The reserve government consists of a five-member band council with four councillors and a Chief.

Fire and emergencies services consists of a single fire truck and ambulance. The department is staffed by two full time firefighters (one is the chief) and volunteer responders.

Policing is provided by Georgina Island Police Service with assistance from the Ontario Provincial Police. The force has three officers, and replaced the community officers from the Royal Canadian Mounted Police (primarily from Orillia Detachment and secondary from Toronto) in 1978. GIPS are part of the First Nations Police Service.

==Transportation==

Access to Georgina Island is by boat to and from the mainland. A marina is located on the southern tip of the island for the ferry and smaller vessels. Built in 1999, the ferry Aazhaawe can carry 18 cars and 50 passengers. Ferry service is seasonal and not provided when Lake Simcoe is frozen over. Fan boats provide access to Georgina (Fox and Snake) during the winter. Georgina Water Taxi's Ahneen provides alternate travel to Georgina Island.
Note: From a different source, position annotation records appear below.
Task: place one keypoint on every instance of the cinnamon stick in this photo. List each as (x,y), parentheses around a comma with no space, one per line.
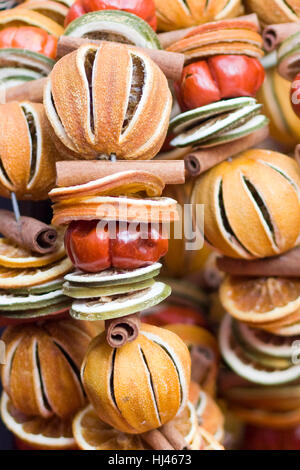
(28,233)
(289,67)
(199,161)
(120,331)
(72,173)
(166,39)
(171,63)
(29,91)
(286,265)
(274,34)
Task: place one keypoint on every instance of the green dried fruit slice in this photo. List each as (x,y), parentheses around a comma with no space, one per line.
(25,59)
(88,292)
(264,342)
(12,302)
(120,305)
(248,367)
(255,123)
(53,309)
(39,289)
(184,121)
(111,277)
(213,127)
(114,25)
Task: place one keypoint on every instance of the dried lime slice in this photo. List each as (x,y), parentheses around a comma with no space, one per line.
(49,310)
(111,277)
(105,308)
(12,302)
(88,292)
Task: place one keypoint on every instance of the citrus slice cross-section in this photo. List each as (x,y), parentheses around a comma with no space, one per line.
(15,278)
(260,300)
(120,305)
(13,256)
(253,368)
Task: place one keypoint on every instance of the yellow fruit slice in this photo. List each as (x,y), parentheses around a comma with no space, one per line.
(23,17)
(14,256)
(91,433)
(11,278)
(37,432)
(260,300)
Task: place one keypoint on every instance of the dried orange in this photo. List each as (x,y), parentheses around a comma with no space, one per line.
(270,419)
(14,256)
(260,300)
(91,433)
(37,432)
(11,278)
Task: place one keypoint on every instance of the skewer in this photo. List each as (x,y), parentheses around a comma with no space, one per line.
(15,206)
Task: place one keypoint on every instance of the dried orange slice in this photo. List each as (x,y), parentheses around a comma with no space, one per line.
(260,300)
(91,433)
(11,278)
(37,432)
(156,209)
(14,256)
(123,183)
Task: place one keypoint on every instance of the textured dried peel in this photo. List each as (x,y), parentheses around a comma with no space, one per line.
(24,131)
(274,228)
(41,374)
(161,369)
(130,122)
(260,300)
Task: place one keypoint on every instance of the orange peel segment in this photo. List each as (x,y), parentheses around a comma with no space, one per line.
(123,183)
(154,210)
(91,433)
(22,16)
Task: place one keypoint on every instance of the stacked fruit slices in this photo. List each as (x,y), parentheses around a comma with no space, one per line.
(259,341)
(31,285)
(218,105)
(115,267)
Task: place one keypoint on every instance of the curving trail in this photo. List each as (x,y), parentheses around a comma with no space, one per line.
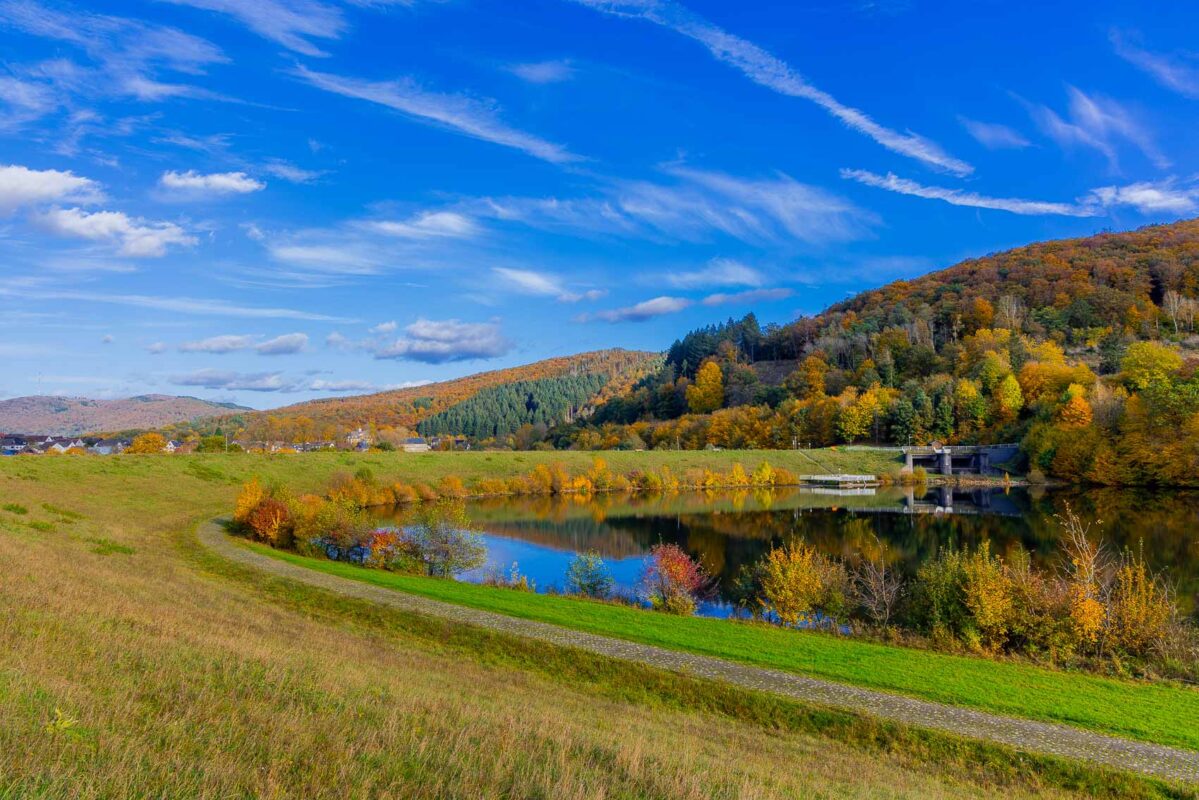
(1157,761)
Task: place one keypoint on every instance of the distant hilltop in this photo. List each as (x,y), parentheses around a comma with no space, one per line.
(67,416)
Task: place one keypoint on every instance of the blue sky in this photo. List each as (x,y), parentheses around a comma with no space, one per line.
(269,200)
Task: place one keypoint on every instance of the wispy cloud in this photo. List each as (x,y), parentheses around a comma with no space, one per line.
(20,186)
(1178,72)
(291,23)
(427,224)
(1100,124)
(542,284)
(1149,198)
(128,56)
(465,115)
(994,136)
(769,71)
(747,298)
(639,312)
(290,173)
(285,344)
(132,235)
(892,182)
(443,341)
(717,272)
(696,205)
(174,305)
(254,382)
(193,185)
(543,71)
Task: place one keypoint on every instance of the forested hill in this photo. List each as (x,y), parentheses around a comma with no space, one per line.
(1084,349)
(554,384)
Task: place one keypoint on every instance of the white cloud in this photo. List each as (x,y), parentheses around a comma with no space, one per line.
(22,186)
(258,382)
(127,54)
(428,224)
(747,298)
(173,305)
(133,236)
(227,343)
(441,341)
(994,136)
(769,71)
(698,204)
(290,23)
(321,385)
(1149,198)
(541,284)
(639,312)
(892,182)
(467,115)
(285,344)
(194,184)
(718,272)
(543,71)
(1179,73)
(1098,124)
(290,173)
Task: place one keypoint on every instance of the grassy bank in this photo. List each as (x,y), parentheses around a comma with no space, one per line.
(1158,713)
(133,665)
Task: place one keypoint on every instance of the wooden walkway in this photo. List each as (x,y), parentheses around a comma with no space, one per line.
(1157,761)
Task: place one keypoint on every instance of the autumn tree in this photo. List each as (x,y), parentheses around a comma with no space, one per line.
(146,443)
(1146,362)
(708,392)
(1076,411)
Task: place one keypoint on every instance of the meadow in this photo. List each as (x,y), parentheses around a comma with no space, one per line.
(134,663)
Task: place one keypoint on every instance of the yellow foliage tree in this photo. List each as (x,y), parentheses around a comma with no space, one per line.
(146,443)
(1146,362)
(1076,411)
(791,582)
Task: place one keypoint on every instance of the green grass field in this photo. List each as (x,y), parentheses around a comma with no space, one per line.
(136,663)
(1158,713)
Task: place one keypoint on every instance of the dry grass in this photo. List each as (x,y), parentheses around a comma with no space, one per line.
(142,674)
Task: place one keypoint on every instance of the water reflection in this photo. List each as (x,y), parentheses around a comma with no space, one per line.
(727,530)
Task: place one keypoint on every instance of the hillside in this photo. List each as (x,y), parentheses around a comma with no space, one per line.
(77,415)
(1083,349)
(549,391)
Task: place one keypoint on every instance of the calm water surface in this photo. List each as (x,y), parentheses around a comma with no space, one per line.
(727,530)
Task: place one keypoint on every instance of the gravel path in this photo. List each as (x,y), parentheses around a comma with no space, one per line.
(1169,763)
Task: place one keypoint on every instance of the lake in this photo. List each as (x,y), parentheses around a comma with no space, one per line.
(727,530)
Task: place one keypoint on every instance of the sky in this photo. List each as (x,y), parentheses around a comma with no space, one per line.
(271,200)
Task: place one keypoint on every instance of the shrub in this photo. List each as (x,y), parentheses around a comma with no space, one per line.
(270,522)
(802,584)
(252,493)
(790,582)
(451,486)
(987,593)
(938,602)
(673,581)
(1139,609)
(877,588)
(403,493)
(444,539)
(589,576)
(490,486)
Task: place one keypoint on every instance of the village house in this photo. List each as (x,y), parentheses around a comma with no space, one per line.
(11,445)
(109,446)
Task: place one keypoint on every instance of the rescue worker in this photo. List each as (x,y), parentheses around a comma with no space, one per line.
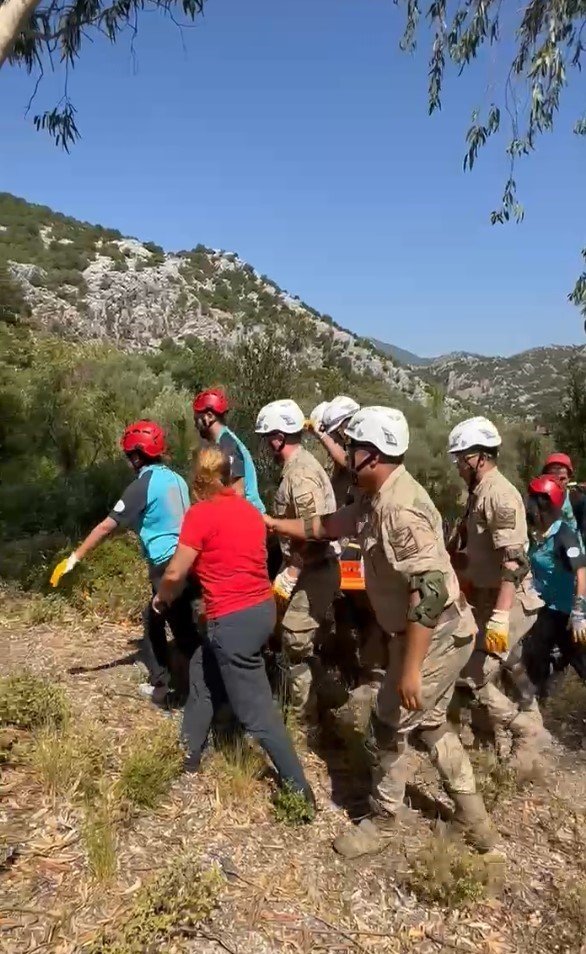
(558,563)
(559,466)
(310,575)
(353,611)
(495,564)
(153,506)
(330,433)
(209,412)
(414,593)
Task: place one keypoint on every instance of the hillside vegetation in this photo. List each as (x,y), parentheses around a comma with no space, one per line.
(528,384)
(91,283)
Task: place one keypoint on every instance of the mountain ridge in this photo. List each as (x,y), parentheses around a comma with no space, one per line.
(92,283)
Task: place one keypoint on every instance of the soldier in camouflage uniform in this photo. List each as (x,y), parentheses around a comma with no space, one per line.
(493,556)
(416,598)
(310,576)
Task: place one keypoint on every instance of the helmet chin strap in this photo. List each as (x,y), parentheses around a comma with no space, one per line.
(474,471)
(354,470)
(282,441)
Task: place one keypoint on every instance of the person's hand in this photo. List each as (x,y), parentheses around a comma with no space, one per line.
(496,635)
(410,690)
(284,584)
(65,566)
(578,620)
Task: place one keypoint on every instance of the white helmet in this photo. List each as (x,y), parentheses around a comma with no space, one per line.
(284,416)
(337,411)
(474,432)
(317,415)
(384,427)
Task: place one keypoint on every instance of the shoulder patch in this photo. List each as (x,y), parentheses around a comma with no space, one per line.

There are a few paved roads on Georgina Island (nine in total) with residents using personal vehicles. There are only unpaved roads on Snake Island and no roads on Fox Island. Primary means of transport to Fox and Snake Islands is by vessels docking on private docks around the islands.

Roads are maintained by the band. There is no airport or heliport on any of the islands.

==Economy==

The main employers on the reserve beyond the band are geared to tourism on the island. The island has a driving range, bed and breakfast and marina facilities.

==Education==

Primary education (from kindergarten to Grade 5) is found at a single school, Waabgon Gamig, on Georgina Island. York Region District School Board (YRDSB) provides staffing and assistance. Students from Grades 6 to 12 are required to attend schools (Morning Glory PS and Sutton DHS) on the mainland with YRDSB.

==Health==

Basic health services are provided at the Georgina Island Health Building by local staff and medical staff visiting from York Region.

For advance care patients would be served at Southlake Health in Newmarket, but also at Uxbridge in Durham Region or Royal Victoria Hospital in Barrie.